In Pandoc Markdown a simple list is created by prepending a “*”, “+”, or “-” character to the beginning of each list item, as in the following example:
* one
* two
* three
If an author wishes to create an embedded list, she must use the four space rule to indent each embedded list.
* outer list 1
- inner list 1
- inner list 2
* outer list 2
At even two levels this process is already quite awkward. As list membership depends on whitespace it can be a frustrating exercise trying to make changes to a complex list, let alone author a list in the first place.

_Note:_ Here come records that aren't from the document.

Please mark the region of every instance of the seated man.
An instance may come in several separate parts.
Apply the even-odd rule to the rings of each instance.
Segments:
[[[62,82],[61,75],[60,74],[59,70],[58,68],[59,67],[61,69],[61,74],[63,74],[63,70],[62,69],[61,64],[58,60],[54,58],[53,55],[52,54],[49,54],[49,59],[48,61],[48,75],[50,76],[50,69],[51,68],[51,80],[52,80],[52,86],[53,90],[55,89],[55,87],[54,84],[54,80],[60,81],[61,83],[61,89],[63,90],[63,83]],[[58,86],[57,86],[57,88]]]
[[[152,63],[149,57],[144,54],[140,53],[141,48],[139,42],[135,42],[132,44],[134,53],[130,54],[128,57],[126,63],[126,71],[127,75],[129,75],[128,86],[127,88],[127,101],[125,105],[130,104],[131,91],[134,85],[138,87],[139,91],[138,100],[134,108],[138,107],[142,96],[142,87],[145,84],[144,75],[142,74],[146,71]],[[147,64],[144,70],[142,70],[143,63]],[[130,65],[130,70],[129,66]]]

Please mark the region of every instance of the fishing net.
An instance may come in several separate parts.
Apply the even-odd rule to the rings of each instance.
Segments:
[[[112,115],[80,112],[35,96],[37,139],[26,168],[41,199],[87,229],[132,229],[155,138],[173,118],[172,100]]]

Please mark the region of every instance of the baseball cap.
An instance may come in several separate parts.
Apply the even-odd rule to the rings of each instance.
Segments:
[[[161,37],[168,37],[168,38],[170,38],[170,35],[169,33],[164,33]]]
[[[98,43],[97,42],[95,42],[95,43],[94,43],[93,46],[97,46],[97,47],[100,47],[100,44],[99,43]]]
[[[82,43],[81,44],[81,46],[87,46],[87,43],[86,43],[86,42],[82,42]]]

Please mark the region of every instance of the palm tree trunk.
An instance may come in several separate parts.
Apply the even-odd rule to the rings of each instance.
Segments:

In contrast, an author using HTML markup can indicate an
unordered list using a<ul>
element, with
<li>
elements for each item, as in the
following code:
<ul>
<li>one</li>
<li>two</li>
<li>three</li>
</ul>
Similarly, an embedded list simply nests the same structure inside a list structure, as in the following code:
<ul>
<li>outer list 1
<ul class="subList">
<li>inner list 1</li>
<li>inner list 2</li>
</ul>
</li>
<li>outer list 2</li>
</ul>
The author does not have to count white space, and it is trivial to make changes to this list structure.
Markup like HTML also gives a document author more control
over the output than Markdown. The author of the HTML list
example above has used the class
attribute to
indicate the inner list belongs to the “subList”
class. Using class
an author can apply output
styles or perform other actions on subsets of elements. When a
document authored in Markdown is transformed to HTML its lists
will be marked up using the same HTML list tags as above, but an
author of a Markdown document does not have access to these
class
attributes for customising output. She could
include raw HTML in her Pandoc Markdown document, but this
limits the output types to those using HTML.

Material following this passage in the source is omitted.